Positions of the Parties
[9] Mr. French submits the radar data and initial vehicle investigation information gave all the information the police officer needed to charge the applicant with the Highway Traffic Act offences. The arrest was not reasonably necessary in the circumstances of these minor offences, where there were no grounds to believe another offence had been or would be committed. Constable Jackson could simply have issued a ticket and seized the vehicle. The warrantless arrest breached the applicant’s right against arbitrary detention under s. 9 of the Charter. The warrantless search of the applicant incident to this arrest was similarly unjustified, breaching the applicant’s right against unreasonable search and seizure under s. 8 of the Charter. The delay between the applicant’s arrest and being advised of his right to counsel was also unreasonable. Section 10(b) of the Charter requires that on arrest a person is entitled to be “immediately” informed of his right to counsel. There is no compelling reason to justify the delay. These are serious multiple Charter breaches involving the applicant’s privacy interests. Therefore, the evidence should be excluded as its admission would bring the administration of justice into disrepute.

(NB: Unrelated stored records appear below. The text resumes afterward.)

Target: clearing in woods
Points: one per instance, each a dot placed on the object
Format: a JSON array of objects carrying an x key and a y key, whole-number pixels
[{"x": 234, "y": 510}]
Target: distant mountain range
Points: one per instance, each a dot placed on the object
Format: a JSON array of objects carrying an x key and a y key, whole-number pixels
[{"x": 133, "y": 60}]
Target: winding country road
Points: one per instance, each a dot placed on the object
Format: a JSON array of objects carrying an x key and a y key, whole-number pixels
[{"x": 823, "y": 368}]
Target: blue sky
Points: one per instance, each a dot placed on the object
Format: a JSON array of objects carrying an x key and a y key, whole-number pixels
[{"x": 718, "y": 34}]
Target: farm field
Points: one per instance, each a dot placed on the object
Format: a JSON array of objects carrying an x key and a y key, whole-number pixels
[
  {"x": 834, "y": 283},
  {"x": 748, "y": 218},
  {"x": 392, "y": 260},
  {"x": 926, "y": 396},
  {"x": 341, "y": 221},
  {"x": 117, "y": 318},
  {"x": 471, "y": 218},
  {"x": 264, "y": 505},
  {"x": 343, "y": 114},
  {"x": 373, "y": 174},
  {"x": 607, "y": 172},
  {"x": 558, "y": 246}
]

[10] The Crown submits there was no violation of the applicant’s section 8, 9 or 10(b) Charter rights. The Highway Traffic Act gave the officer discretion to arrest the applicant for use of unauthorized plates. He reasonably exercised his discretion in the circumstances. The officer was alone at the scene at night and questions remained about the vehicle and whether it was stolen. The officer’s search of the applicant incident to the arrest was conducted for a valid purpose, being officer safety. Any delay in informing the applicant of his right to counsel was minor in the context of a fluid investigation. The applicant’s utterance that he was carrying cocaine changed the nature of the traffic stop and led to his rearrest on the trafficking. There was at most a seven-minute delay between arrest and being informed of his rights, which was not unreasonable. If there was a breach, the infringements were based upon the officer’s good faith belief he had reasonable and probable grounds to arrest the applicant. The search was not intrusive, and its completion was necessary given the applicant’s disclosure he possessed cocaine. The items found on the search are real evidence and connected to activities that cause serious harm to society. Admission of this evidence would not bring the administration of justice into disrepute.
Issues
[11] This application requires determination of the following issues:
Was the arrest reasonably necessary in the circumstances of the case?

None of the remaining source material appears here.